For some of the work to build camera support, reverse engineering the settings made by the Windows drivers for either the camera devices or their supporting ICs is necessary. One way to do this is to talk to the i2c devices directly and read the registers to discover the settings. A mandatory first step is informing Windows that direct user access to those devices is allowed.

To perform that operation you will first need the microsoft asl compiler tool. This lets you extract and insert modified DSDT tables in Windows.

Once you've got that tool built, you need to edit the DSDT table to tell Windows to expose the I2C device for the PMIC. Run asl.exe /tab=DSDT to get a file named DSDT.asl in the current directory. You then need to make edits following this guide to add a section to the DSDT that creates an MSFT8000 dummy device and adds an I2cSerialBus entry describing the I2C Bus that the target device sits on, for example:

Device(RHPX)
{
    Name(_HID, "MSFT8000")
    Name(_CID, "MSFT8000")
    Name(_UID, 1)

    Name(_CRS, ResourceTemplate()
    {
        I2CSerialBus(0xFFFF, , 0, , "\\_SB.PCI0.I2C2", , ,) // in this case, we want to grant access to the I2C2 bus
    })

    Name(_DSD, Package()
    {
        ToUUID("daffd814-6eba-4d8c-8a91-bc9bbf4aa301"),
        Package()
        {
            Package(2) { "bus-I2C-I2C2", Package() { 0 }}, // The 0 here is the index of the related resource in _CRS
        }
    })
}

You also need to increase the version number of the table in the `DefinitionBlock() or the edits will be ignored

Once that's done, compile the edited DSDT.asl using asl.exe DSDT.ASL. If it throws compiler errors you'll have to fix them. If you can't get it working using this tool you can actually boot Linux and try using iasl, which is Intel's equivalent and seems to work a lot better. You'd have to transfer the compiled file back to Windows somehow.

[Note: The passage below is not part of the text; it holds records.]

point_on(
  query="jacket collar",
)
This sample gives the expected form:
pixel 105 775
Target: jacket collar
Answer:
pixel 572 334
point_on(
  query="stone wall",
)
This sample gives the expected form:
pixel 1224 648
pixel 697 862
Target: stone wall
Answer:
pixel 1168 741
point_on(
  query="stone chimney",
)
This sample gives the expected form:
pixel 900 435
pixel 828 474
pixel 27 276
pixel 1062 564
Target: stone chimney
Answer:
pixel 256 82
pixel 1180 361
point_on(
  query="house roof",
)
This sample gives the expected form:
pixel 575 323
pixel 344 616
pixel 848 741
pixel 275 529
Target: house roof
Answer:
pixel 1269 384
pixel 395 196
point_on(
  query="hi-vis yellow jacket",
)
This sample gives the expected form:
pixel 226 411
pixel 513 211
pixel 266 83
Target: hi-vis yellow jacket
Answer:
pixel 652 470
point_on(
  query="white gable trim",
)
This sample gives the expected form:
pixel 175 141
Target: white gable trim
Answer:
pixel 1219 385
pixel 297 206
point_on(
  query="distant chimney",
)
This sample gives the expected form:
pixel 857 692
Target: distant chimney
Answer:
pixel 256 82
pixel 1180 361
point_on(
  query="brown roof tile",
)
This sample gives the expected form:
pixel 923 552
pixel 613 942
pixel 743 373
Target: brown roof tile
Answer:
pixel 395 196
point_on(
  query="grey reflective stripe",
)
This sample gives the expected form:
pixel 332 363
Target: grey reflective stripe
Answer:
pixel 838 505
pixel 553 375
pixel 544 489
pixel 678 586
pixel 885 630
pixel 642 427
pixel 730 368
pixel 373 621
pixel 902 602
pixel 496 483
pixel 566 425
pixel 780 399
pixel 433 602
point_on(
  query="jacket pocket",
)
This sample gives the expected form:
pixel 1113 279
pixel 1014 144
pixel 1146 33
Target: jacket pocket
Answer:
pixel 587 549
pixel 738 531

Once the file's compiled, you insert it using asl.exe /loadtable -v DSDT.AML. Pay attention to the output of the command as you may need to enable test signing mode (bcdedit /set testsigning on) and disable secure boot. Finally, you need to reboot.

To talk to the I2C devices themselves, use the I2cTestTool. Build that and run I2cTestTool <<addr>> <<busname>> to connect to the device. For example to connect to the device at 0x4d on I2C bus 2 the command would be I2cTestTool 0x4d I2C2. You can then perform read and write operations over I2C. To read a register value you use the writeread command, sending the address of the register followed by the number of registers you want to read, for example writeread {30 0a} 2 to read 0x300a and 0x300b, which on Omnivision sensors is usually the chip's ID.

The I2C workaround should not be required any more. This is fixed in the linux-surface kernels, and the fix should be heading upstream to other distribution kernels. This section is kept for reference only.

On a Surface Go 2 a workaround is required to enable the front camera support: The kernel needs to have the following command line parameter added to the boot arguments.

acpi_enforce_resources=lax

Where to put this is quite platform specific, however continuing the assumption that an Ubuntu or Debian based system is in use, we can infer that the system uses grub.

On the Surface Go device itself, edit the file "/etc/default/grub" and update the GRUB_CMDLINE_LINUX_DEFAULT entry to add the workaround:

 -GRUB_CMDLINE_LINUX_DEFAULT="quiet splash"
 +GRUB_CMDLINE_LINUX_DEFAULT="quiet splash acpi_enforce_resources=lax"